Vor einer Woche lief ich meine ersten 100 km.
Meine Freunde haben mich gefragt: Warum? Warum laufe ich weg? Gibt es etwas, wovor ich davonlaufe? Wohin?
Für mich geht es nicht so sehr um das Laufen an sich.
Ich betrachte mich nicht als Läufer.
Im Moment dient mir das Laufen als Gefäß, um die Lektionen auszuleben, die ich lernen möchte. Um die höhere Version meiner selbst zu erreichen, nach der ich mich sehne. Meine Läufe sind Ausdruck meiner Wahrheit, meiner Überzeugung, dass das Leben nur eine Anhäufung von Erfahrungen ist, und meines Wunsches, so viele davon wie möglich zu machen.

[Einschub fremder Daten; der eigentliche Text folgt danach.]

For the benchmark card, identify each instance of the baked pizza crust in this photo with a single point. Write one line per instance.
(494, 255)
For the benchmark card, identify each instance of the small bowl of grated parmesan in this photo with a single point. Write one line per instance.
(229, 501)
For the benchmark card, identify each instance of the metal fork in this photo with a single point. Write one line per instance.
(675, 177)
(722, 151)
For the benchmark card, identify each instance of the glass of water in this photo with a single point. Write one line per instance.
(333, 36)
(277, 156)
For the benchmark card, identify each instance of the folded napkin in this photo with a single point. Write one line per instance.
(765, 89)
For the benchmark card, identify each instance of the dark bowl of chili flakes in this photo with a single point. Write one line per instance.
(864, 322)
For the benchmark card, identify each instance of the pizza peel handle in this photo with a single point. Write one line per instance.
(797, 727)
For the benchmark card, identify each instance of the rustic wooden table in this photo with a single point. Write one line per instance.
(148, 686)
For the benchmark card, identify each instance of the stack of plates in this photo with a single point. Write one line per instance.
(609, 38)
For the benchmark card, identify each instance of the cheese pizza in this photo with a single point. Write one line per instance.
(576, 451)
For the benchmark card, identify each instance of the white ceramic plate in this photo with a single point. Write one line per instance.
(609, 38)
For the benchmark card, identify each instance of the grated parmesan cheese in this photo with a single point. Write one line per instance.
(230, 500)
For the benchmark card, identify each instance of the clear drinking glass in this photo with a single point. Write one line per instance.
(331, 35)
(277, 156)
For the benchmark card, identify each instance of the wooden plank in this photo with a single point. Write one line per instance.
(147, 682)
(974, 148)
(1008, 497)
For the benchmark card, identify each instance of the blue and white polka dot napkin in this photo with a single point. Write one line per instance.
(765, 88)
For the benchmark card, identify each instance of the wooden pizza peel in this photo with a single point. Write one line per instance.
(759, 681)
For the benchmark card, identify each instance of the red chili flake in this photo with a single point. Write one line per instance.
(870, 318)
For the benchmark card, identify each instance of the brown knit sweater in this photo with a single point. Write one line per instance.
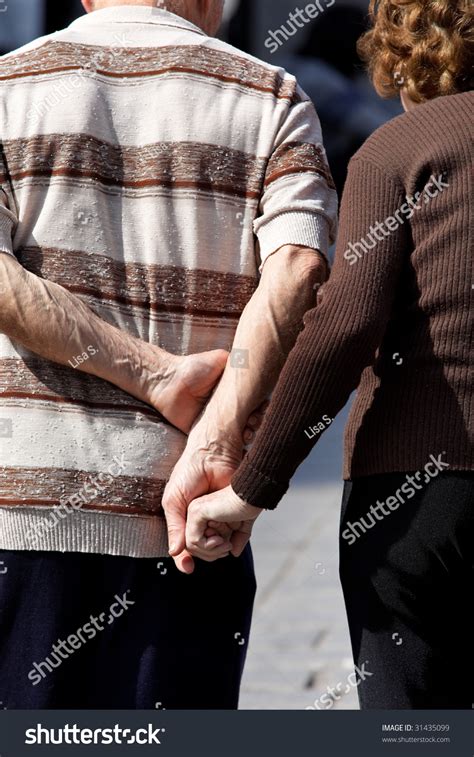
(395, 318)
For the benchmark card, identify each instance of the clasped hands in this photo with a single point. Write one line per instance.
(205, 517)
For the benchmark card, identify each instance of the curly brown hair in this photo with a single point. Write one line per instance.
(424, 46)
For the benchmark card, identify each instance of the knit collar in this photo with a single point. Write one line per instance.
(135, 14)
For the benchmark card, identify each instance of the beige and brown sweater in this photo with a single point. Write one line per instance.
(150, 170)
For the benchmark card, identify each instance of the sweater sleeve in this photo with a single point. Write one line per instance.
(8, 217)
(340, 336)
(299, 199)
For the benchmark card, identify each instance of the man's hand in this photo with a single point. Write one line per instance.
(206, 465)
(210, 513)
(180, 393)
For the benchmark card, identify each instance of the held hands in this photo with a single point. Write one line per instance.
(224, 513)
(181, 390)
(215, 525)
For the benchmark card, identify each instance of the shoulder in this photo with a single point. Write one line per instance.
(255, 67)
(416, 134)
(31, 47)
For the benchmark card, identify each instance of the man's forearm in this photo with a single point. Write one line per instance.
(57, 325)
(265, 335)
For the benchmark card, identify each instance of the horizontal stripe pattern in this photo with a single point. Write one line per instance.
(122, 63)
(298, 157)
(181, 165)
(150, 287)
(133, 175)
(39, 487)
(36, 379)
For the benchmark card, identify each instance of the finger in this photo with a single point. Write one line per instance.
(206, 548)
(212, 542)
(239, 542)
(255, 420)
(249, 435)
(176, 523)
(184, 562)
(211, 555)
(223, 529)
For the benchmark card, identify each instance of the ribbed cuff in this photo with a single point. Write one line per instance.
(296, 227)
(6, 234)
(257, 489)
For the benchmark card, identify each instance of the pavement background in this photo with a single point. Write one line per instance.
(299, 643)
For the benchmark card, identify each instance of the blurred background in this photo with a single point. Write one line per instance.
(299, 647)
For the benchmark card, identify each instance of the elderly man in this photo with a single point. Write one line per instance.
(164, 199)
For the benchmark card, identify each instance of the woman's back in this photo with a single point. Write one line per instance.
(415, 400)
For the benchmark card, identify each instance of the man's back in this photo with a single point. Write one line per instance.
(137, 153)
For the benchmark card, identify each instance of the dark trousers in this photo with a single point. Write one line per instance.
(168, 641)
(408, 588)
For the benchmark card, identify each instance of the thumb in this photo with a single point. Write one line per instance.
(176, 523)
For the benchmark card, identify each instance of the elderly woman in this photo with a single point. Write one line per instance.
(395, 320)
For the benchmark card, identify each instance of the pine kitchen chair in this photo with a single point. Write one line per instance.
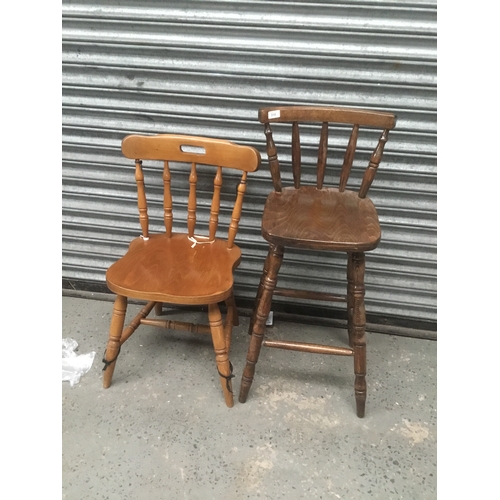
(186, 267)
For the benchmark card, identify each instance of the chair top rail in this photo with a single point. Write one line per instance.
(191, 149)
(367, 118)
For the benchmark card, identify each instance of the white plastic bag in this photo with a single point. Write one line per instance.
(74, 365)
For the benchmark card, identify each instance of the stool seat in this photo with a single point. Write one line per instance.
(324, 218)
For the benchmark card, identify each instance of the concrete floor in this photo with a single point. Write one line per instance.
(162, 430)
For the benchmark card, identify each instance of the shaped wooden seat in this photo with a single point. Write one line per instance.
(181, 267)
(319, 218)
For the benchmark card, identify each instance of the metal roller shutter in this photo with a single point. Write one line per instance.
(205, 67)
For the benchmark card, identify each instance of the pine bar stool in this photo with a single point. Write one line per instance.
(319, 218)
(181, 267)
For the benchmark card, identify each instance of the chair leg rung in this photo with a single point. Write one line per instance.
(307, 347)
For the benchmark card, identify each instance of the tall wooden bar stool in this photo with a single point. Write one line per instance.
(188, 267)
(320, 218)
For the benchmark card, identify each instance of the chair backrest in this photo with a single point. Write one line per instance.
(325, 115)
(195, 151)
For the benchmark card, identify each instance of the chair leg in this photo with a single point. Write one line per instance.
(270, 278)
(259, 293)
(221, 353)
(232, 319)
(113, 345)
(357, 292)
(350, 298)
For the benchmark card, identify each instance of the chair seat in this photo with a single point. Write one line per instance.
(322, 219)
(171, 270)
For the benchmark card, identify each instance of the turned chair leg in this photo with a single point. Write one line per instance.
(358, 334)
(270, 278)
(221, 353)
(114, 341)
(259, 293)
(232, 319)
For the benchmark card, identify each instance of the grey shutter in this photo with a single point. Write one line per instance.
(204, 68)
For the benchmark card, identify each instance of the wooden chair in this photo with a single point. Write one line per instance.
(319, 218)
(181, 267)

In gewisser Weise kommt für mich alles auf den Tod zurück. Ich frage mich: Was möchte ich tun, sehen und erleben, bevor ich sterbe? Welche Lektionen möchte ich lernen? Meine Antwort: die harten. Die Extremen. Diejenigen, mit denen man belohnt wird, wenn man es wagt, mit beiden Füßen hineinzuspringen. Diejenigen, die aus der perfekten Alchemie von Angst, Schmerz, Vertrauen, Wahnsinn und ein bisschen Kraut entstehen. Es ist ein Gleichgewicht. Es ist ein ständiger Test des Selbst, um die Extreme des Lebens zu erkunden. Lektionen, die nicht mit sofortiger Befriedigung belohnt werden. Unsere Gesellschaft legt keinen Wert auf diese hart geführten inneren Kämpfe. Und doch ist es genau das, wonach ich hungere.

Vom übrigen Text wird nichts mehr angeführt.